Podejrzany o pedofilię mężczyzna został zatrzymany w środę na dworcu w Katowicach. Tam właśnie był umówiony z 13-latką poznaną w internecie. Kiedy przybył na miejsce, okazało się, że na dworcu czeka na niego policja, a rozmówcą 51-latka był internauta podający się za dziecko.
51-latek był bardzo zaskoczony zatrzymaniem, przy sobie miał siatkę wypełnioną erotycznymi gadżetami. Policja przeszukała też mieszkanie mężczyzny, gdzie zabezpieczyła m.in. płyty CD i nagrania z treściami erotycznymi. Chociaż materiały te nie zostały jeszcze zbadane przez policję, a 51-latek został zatrzymany w miejscy gdzie miał spotkać się z dziewczynką, sąd nie przychylił się do wniosku prokuratory o areszt tymczasowy.

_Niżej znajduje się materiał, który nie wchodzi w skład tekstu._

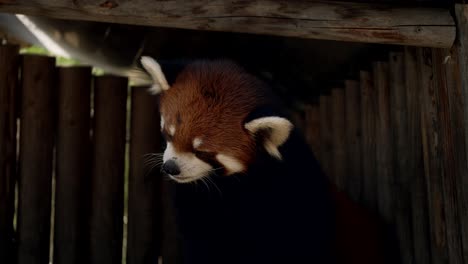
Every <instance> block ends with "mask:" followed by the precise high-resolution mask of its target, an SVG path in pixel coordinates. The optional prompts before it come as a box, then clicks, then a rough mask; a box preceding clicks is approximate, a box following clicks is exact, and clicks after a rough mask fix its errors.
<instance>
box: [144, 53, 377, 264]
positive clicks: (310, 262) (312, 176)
mask: <svg viewBox="0 0 468 264" xmlns="http://www.w3.org/2000/svg"><path fill="white" fill-rule="evenodd" d="M141 62H142V65H143V67H144V68H145V69H146V70H147V71H148V73H149V74H150V75H151V77H152V78H153V86H152V87H151V88H150V91H151V92H152V93H161V96H160V113H161V133H162V134H163V136H164V137H165V139H166V141H167V147H166V149H165V151H164V154H163V165H162V167H161V170H162V171H163V172H164V173H165V174H166V175H168V176H169V177H170V178H171V179H173V180H174V184H173V186H172V187H173V190H172V191H173V203H174V207H175V208H176V212H177V215H176V220H177V223H178V225H179V228H180V231H181V238H182V242H183V248H184V255H185V260H186V261H185V263H189V264H201V263H203V264H210V263H216V264H228V263H233V264H234V263H236V264H237V263H238V264H247V263H256V264H258V263H268V264H271V263H327V264H328V263H336V262H337V261H338V260H340V259H343V258H344V259H346V256H339V254H340V253H339V252H336V250H335V248H336V245H337V244H338V245H339V242H337V240H336V239H335V237H336V235H338V237H339V234H337V233H336V232H337V230H338V231H339V230H340V229H339V228H336V223H339V222H340V221H337V219H336V217H337V216H340V217H347V215H342V214H340V213H339V212H336V209H337V208H340V207H339V206H336V203H337V201H340V199H336V196H333V195H334V194H335V192H332V191H330V188H329V187H330V184H329V182H328V181H327V179H326V177H325V175H324V174H323V173H322V171H321V169H320V166H319V165H318V163H317V160H316V159H315V157H314V156H313V154H312V153H311V151H310V150H309V149H308V147H306V144H305V142H304V140H303V139H302V137H301V136H300V135H299V133H298V132H297V131H296V130H295V129H294V127H293V125H292V123H291V122H290V121H289V120H288V118H287V116H286V115H285V114H284V112H283V110H282V107H281V104H280V101H279V100H278V99H277V98H275V96H274V95H273V93H272V92H271V90H270V88H269V87H268V85H267V84H265V83H264V82H262V81H261V80H260V79H258V78H256V77H254V76H253V75H250V74H248V73H247V72H246V71H244V70H243V69H242V68H241V67H239V66H237V65H236V64H235V63H233V62H231V61H227V60H212V61H196V62H193V63H189V64H188V65H186V66H184V67H183V69H181V70H180V71H179V72H178V73H175V74H174V76H175V78H173V79H167V78H166V75H165V74H164V73H163V70H162V69H161V66H160V65H159V64H158V63H157V62H156V61H155V60H154V59H152V58H150V57H143V58H142V61H141ZM200 181H205V182H206V181H209V182H210V184H212V185H213V188H211V189H209V188H199V186H197V185H196V184H187V183H197V182H200ZM334 197H335V198H334ZM338 220H343V219H338ZM338 240H339V239H338ZM338 247H339V246H338ZM363 254H364V252H363ZM361 260H364V261H363V262H359V263H379V262H366V261H368V260H366V259H365V258H364V257H363V258H361ZM374 260H375V259H372V260H369V261H374ZM344 263H346V262H344ZM352 263H357V262H352Z"/></svg>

Mężczyzna usłyszał zarzuty składania propozycji seksualne małoletniej poniżej 15. roku życia, grożą mu dwa lata więzienia, ale wyszedł na wolność. – Wnioskowaliśmy do prokuratora o to, by złożył wniosek do sądu o aresztowanie. Prokurator stwierdził jednak, że wystarczy dozór policji w miejscu zamieszkania, zakaz kontaktowania się z ofiarą, zakaz zbliżania się do niej i poręczenie majątkowe – komentuje sprawę Arkadiusz Ciozak z Komendy Miejskiej Policji w Rudzie Śląskiej.